BEDTIME ROUTINE CHART
I’m not a huge fan of the reward charts and stickers, but I do love me a good bedtime routine chart. If your child is known to pull out every excuse in the book and prolonging their bedtime routine until midnight, a visual chart of each step of their bedtime routine is the way to go. And why not get creative with it? I created the fun chart above for my daughter and the bedtime door hangers below for the twins.
QUIET TIME BOX
Your nap strike solution! The longer your little one can stay in their room or in their bed, the better chance they have of falling asleep. When you are struggling with their nap, head to the dollar store and fill a Quiet Time Box full of books, puzzles, colouring and activity books, figurines, etc. At the start of each nap, they are allowed to choose one toy from the box and play with it quietly in their room. At the end of the nap, they can put it back in the box. Next day, rinse and repeat.

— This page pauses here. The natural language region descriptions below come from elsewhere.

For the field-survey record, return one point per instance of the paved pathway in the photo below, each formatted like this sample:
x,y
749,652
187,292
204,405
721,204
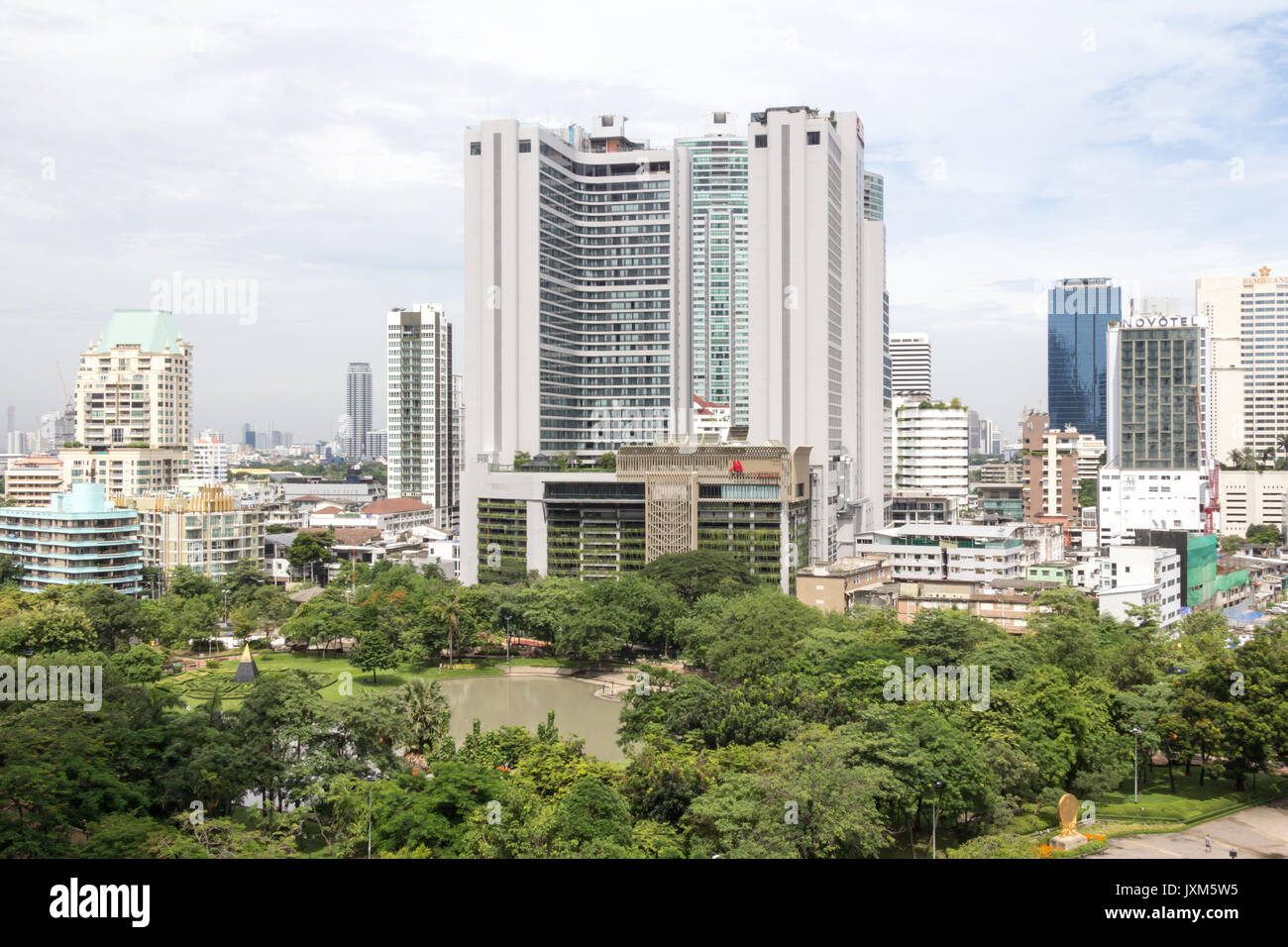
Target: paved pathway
x,y
1258,832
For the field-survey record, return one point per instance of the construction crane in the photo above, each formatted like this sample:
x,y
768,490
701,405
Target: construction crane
x,y
1214,470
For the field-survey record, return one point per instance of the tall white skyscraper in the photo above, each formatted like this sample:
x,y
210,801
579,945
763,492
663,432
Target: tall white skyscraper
x,y
875,474
931,449
717,258
910,365
1247,330
421,429
357,406
806,316
578,331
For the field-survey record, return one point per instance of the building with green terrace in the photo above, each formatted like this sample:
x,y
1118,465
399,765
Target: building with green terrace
x,y
747,500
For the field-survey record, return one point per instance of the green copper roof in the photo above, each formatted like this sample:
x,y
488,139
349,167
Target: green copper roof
x,y
153,330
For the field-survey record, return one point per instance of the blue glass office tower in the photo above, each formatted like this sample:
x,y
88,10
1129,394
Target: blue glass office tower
x,y
1078,317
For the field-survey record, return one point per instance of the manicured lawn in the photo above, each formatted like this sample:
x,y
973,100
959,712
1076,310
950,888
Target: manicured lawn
x,y
1190,801
333,667
1157,809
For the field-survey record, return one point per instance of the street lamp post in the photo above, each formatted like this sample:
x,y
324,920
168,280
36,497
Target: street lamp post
x,y
934,821
1134,763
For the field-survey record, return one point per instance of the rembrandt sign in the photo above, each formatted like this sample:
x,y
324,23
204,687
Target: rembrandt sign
x,y
1262,278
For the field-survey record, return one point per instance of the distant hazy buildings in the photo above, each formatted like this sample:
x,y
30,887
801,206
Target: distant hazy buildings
x,y
357,406
910,365
423,453
33,480
1078,316
133,406
209,460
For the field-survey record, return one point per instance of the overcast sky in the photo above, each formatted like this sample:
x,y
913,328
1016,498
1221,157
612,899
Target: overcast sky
x,y
313,151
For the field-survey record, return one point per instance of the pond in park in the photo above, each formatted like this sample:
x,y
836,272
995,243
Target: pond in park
x,y
524,701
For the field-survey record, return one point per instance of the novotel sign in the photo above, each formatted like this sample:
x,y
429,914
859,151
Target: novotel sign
x,y
1159,322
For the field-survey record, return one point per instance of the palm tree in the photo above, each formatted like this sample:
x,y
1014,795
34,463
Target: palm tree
x,y
449,611
426,715
1243,460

Everyone deserves a pass every now and then. Creating a bedtime pass for your little one sets boundaries at night. This pass gives your toddler or preschooler a “get out of bed once free” card to be used throughout the night, and this system actually lessens the times of wakings and cry-outs throughout the night. This is a great tool to use – even up to the age of 10 years old.
TAKE NECESSARY PRECAUTIONS
Sometimes we have to help our little ones stay in their room by adding a gate or childproof doorknob. Safety is key and we want to make sure you are safety-proofing their room and installing certified safe gates or handles. Containing them in their rooms until the sleep rules are established is no different than when they were contained in their cribs.
Don’t just tell your child that they need to sleep. Explain to them why they need to sleep. Why is sleep important for them? How do they feel when they’ve had a good night of sleep? How do mom and dad feel when they have slept through the night? Praise and communicate when they have let you sleep through the night. They want to please us and will continue to try and do so when they see how proud you are of them.
DO NOT NEGOTIATE WITH A TODDLER
The minute you open up negotiations, you’ve handed over your control, and good luck getting that back. Who’s training whom here??
This brings me to my concluding rant: A streaming service recently launched 5-minute “bedtime” videos that parents can use to “negotiate” bedtime with their child. In other words when your child screams, yells, and fights you about not going to bed, parents can now give up, turn complete control over to the child, stick them in front of a brightly lit screen (don’t even get me started on that one) and then cross their fingers that their kid won’t ask for 5 more minutes, because then what are you going to do?
Don’t give up mom and dad! Fight the fight and take that control back – minus the TV. Use the above tools to help you get there – it takes time and consistency but you can end a toddler sleep strike and get your little on back on track.